DEGRADATION OF ACTIVE OXYGEN DAMAGED PROTEIN BY THE MULTICATALYTIC PROTEASE

多催化蛋白酶降解活性氧损伤的蛋白质

• 批准号: 3779493
• 负责人: B FRIGUET
• 金额: --
• 依托单位: NATIONAL HEART, LUNG, AND BLOOD INSTITUTE
• 依托单位国家: 美国
• 资助国家: 美国
• 起止时间: 至
• 项目状态: 未结题
• 来源: https://reporter.nih.gov/project-details/3779493
• 关键词: Escherichia coli; aging; endopeptidases; enzyme activity; glucose 6 phosphate dehydrogenase; glutamate ammonia ligase; lipid peroxides; oxidative stress; ozone; protein degradation; proteolysis

Studies from the Laboratory of Biochemistry (NHLBI) have shown that there is an accumulation of oxidized proteins with age and in some disease states. These damaged proteins are degraded by the multicatalytic protease (MCP), a multicatalytic proteolytic complex found in eukaryotic cell. In order to gain insight into the mechanism of damaged protein degradation, we have started to examine this process with two enzymes, E. coli glutamine synthetase (GS) and L. mesenteroides glucose-6- phosphate dehydrogenase (Glu-6-PDH), that have been modified by different ways: metal catalyzed oxidations, treatment by ozone and reaction with 4-hydroxy-2-nonenal (HNE), a lipid peroxidation product. These damages which inactivate the enzymes lead, in most cases, to an enhanced susceptibility of the modified protein for proteolysis by the MCP. However, treatment with HNE results only in a small increase of proteolytic susceptibility with GS and no increase with Glu-6-PDH. In the case of the latter enzyme, we have shown that, in contrast to the HNE treated enzyme, the increase of proteolytic susceptibility of the oxidized enzyme is related to a decrease of its structural stability: thermolability and binding of the hydrophobic probe 8-anilino-1- naphthalene sulfonic acid (ANSA). Modified forms of GS exhibit also an increased ability to bind ANSA which correlates with their increased susceptibility to proteolysis by MCP. However, it remains to be determined if the signal for degradation is simply due to structural destabilization and/or is due also to more specific recognition patterns. Therefore, we have looked for the ability of the MCP to degrade various forms of GS in the presence of inhibitors specific to different proteolytic activities. No striking differences have been found so far, although some of the modified forms can be efficiently degraded even in the presence of inhibitor. We are currently investigating new ways for inhibiting specifically given proteolytic activities of the MCP and other modifications of the enzymes.

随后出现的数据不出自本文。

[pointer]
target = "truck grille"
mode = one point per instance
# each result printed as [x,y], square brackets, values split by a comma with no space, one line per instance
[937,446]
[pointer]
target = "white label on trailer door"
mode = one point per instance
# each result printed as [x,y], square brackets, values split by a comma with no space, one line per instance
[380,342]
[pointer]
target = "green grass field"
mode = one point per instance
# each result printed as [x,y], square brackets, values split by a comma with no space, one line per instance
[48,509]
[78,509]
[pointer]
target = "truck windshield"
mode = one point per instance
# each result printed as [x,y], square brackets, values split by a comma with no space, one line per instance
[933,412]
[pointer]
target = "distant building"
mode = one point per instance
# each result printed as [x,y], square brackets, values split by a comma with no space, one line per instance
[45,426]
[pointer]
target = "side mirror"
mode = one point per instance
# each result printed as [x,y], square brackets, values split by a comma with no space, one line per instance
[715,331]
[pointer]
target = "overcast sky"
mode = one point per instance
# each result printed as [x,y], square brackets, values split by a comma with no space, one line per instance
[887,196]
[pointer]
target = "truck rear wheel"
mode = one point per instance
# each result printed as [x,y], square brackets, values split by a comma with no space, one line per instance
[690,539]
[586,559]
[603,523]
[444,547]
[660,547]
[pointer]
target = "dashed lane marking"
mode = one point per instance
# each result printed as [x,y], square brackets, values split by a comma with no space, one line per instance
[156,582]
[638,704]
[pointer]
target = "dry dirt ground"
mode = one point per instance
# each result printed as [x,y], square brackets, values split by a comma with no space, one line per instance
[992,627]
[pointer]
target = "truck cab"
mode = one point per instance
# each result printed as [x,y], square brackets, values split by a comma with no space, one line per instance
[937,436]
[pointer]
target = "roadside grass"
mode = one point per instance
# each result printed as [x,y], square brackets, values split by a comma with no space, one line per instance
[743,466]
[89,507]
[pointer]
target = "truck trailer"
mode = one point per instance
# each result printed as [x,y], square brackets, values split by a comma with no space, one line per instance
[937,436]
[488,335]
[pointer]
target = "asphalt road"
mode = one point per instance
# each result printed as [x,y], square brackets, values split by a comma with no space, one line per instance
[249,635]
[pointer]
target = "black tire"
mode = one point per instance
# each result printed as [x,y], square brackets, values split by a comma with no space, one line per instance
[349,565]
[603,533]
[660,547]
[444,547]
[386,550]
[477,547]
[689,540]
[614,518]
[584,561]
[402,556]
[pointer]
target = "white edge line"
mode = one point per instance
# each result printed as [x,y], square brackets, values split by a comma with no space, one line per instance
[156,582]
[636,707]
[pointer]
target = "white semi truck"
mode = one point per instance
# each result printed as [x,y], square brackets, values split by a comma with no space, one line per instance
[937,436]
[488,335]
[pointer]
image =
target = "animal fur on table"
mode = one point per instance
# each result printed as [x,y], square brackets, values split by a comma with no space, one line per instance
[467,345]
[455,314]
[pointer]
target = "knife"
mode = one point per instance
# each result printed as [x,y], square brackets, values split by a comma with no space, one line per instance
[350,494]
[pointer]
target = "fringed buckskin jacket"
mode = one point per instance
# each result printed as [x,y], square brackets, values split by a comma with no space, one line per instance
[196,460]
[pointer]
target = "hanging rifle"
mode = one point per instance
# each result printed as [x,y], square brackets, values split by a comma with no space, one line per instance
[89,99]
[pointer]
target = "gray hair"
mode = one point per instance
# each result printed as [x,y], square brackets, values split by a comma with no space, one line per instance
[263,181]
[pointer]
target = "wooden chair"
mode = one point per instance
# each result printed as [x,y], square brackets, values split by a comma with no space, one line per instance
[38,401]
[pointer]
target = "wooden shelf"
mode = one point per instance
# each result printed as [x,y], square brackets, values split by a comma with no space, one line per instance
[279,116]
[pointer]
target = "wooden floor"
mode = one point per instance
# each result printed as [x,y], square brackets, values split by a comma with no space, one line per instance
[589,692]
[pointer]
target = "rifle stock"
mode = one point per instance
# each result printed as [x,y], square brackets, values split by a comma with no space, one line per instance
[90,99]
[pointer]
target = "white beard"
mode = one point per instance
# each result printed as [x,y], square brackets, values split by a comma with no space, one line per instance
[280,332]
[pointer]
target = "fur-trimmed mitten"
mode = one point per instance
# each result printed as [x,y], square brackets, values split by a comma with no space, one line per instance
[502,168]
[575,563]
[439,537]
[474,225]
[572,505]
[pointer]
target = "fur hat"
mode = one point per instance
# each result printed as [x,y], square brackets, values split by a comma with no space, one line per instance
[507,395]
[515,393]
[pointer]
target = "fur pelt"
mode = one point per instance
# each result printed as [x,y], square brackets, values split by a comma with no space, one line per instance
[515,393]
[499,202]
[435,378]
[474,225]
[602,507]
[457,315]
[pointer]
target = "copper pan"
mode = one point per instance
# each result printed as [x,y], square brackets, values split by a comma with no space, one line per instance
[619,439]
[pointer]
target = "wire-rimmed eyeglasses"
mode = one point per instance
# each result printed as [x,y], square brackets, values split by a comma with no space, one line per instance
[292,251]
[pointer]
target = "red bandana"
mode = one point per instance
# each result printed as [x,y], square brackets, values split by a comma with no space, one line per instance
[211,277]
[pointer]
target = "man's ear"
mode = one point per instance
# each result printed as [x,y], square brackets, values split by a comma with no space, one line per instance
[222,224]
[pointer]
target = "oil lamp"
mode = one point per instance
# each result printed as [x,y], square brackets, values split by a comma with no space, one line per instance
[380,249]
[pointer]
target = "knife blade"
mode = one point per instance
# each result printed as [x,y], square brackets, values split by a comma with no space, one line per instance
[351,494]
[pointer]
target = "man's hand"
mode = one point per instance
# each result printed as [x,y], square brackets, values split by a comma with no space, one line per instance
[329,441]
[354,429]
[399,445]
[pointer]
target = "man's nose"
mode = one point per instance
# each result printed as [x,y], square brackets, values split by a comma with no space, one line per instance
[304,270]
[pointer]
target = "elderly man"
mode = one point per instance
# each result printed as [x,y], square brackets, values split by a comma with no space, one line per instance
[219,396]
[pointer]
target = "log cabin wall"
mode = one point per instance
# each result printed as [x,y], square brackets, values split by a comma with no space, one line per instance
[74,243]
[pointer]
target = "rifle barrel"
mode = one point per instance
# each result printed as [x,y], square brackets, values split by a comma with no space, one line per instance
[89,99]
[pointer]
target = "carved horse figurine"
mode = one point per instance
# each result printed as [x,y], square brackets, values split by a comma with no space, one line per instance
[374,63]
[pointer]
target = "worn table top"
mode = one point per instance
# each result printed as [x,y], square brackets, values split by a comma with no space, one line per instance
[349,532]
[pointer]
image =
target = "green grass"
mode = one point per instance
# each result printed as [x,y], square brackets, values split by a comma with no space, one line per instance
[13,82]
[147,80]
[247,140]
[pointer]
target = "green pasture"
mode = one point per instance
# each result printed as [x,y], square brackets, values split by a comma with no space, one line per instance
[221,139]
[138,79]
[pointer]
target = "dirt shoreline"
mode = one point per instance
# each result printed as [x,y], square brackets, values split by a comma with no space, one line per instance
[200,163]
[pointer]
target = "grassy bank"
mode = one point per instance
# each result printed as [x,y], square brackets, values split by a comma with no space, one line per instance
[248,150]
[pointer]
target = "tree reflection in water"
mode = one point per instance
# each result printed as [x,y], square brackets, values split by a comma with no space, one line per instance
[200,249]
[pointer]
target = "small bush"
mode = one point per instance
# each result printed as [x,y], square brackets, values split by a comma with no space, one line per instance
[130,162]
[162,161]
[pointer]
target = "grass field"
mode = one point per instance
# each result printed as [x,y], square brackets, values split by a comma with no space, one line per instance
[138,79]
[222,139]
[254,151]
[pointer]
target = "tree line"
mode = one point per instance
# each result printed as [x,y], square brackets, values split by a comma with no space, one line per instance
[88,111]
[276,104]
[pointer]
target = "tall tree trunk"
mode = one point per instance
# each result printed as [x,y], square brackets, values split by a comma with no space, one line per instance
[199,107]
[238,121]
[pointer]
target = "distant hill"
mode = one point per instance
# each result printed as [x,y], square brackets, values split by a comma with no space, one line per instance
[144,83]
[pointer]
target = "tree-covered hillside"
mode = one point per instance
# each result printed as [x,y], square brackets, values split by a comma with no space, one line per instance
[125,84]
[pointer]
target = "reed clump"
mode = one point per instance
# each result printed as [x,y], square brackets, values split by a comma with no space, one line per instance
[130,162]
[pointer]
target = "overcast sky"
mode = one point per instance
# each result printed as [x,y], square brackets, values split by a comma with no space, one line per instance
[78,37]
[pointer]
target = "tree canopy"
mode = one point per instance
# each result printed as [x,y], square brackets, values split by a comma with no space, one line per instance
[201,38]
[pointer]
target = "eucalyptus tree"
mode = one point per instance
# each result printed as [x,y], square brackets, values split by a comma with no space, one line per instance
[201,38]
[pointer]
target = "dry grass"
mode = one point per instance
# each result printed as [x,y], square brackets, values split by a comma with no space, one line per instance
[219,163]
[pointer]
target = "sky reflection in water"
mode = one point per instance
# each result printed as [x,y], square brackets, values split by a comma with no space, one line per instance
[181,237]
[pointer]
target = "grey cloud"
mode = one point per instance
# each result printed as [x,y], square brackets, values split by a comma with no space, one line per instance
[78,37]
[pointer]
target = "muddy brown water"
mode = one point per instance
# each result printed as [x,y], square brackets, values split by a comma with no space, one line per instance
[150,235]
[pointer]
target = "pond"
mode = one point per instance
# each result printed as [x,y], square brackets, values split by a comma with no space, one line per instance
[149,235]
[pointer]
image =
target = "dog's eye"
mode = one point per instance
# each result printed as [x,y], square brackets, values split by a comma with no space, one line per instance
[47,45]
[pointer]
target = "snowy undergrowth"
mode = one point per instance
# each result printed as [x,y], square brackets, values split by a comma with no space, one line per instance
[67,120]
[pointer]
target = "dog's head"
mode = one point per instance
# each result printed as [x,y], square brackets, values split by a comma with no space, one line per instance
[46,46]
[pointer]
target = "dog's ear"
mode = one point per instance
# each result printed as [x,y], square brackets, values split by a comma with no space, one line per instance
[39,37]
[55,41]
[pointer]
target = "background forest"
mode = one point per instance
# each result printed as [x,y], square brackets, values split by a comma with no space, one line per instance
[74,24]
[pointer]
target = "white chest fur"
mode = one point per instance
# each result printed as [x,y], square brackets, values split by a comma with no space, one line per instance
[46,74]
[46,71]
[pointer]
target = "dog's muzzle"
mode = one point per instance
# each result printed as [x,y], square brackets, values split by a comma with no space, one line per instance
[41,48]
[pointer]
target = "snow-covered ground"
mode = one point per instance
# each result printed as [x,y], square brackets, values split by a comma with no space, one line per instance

生物化学实验室（NHLBI）的研究表明， 是氧化蛋白质随着年龄和某些疾病的积累 州。这些受损的蛋白质被多催化降解 蛋白酶 (MCP)，一种在真核生物中发现的多催化蛋白水解复合物 细胞。 为了深入了解蛋白质受损的机制 降解，我们开始用两种酶检查这个过程， 大肠杆菌谷氨酰胺合成酶 (GS) 和肠系膜乳杆菌葡萄糖-6- 磷酸脱氢酶（Glu-6-PDH），已被不同的修饰 方式：金属催化氧化、臭氧处理、与 4-羟基-2-壬烯醛 (HNE)，一种脂质过氧化产物。 这些损害 在大多数情况下，使酶失活会导致增强 修饰蛋白对 MCP 蛋白水解的敏感性。 然而，HNE 治疗仅导致小幅增加 GS 的蛋白水解敏感性增加，而 Glu-6-PDH 则不增加。 在 对于后一种酶的情况，我们已经证明，与 HNE 相比 经过处理的酶，蛋白水解敏感性增加 酶的氧化与其结构稳定性的降低有关： 疏水性探针 8-anilino-1- 的热稳定性和结合 萘磺酸（ANSA）。 GS 的修改形式还表现出 结合 ANSA 的能力增强，这与它们的增强相关 对 MCP 蛋白水解的敏感性。 然而，仍有待 确定退化信号是否仅仅是由于结构原因造成的 不稳定和/或也是由于更具体的识别模式。 因此，我们寻找MCP降解各种物质的能力。 存在针对不同类型的特异性抑制剂时的 GS 形式 蛋白水解活性。 到目前为止还没有发现明显的差异 尽管一些修饰形式即使在 抑制剂的存在。 我们目前正在研究新方法 抑制 MCP 和其他特定蛋白水解活性 酶的修饰。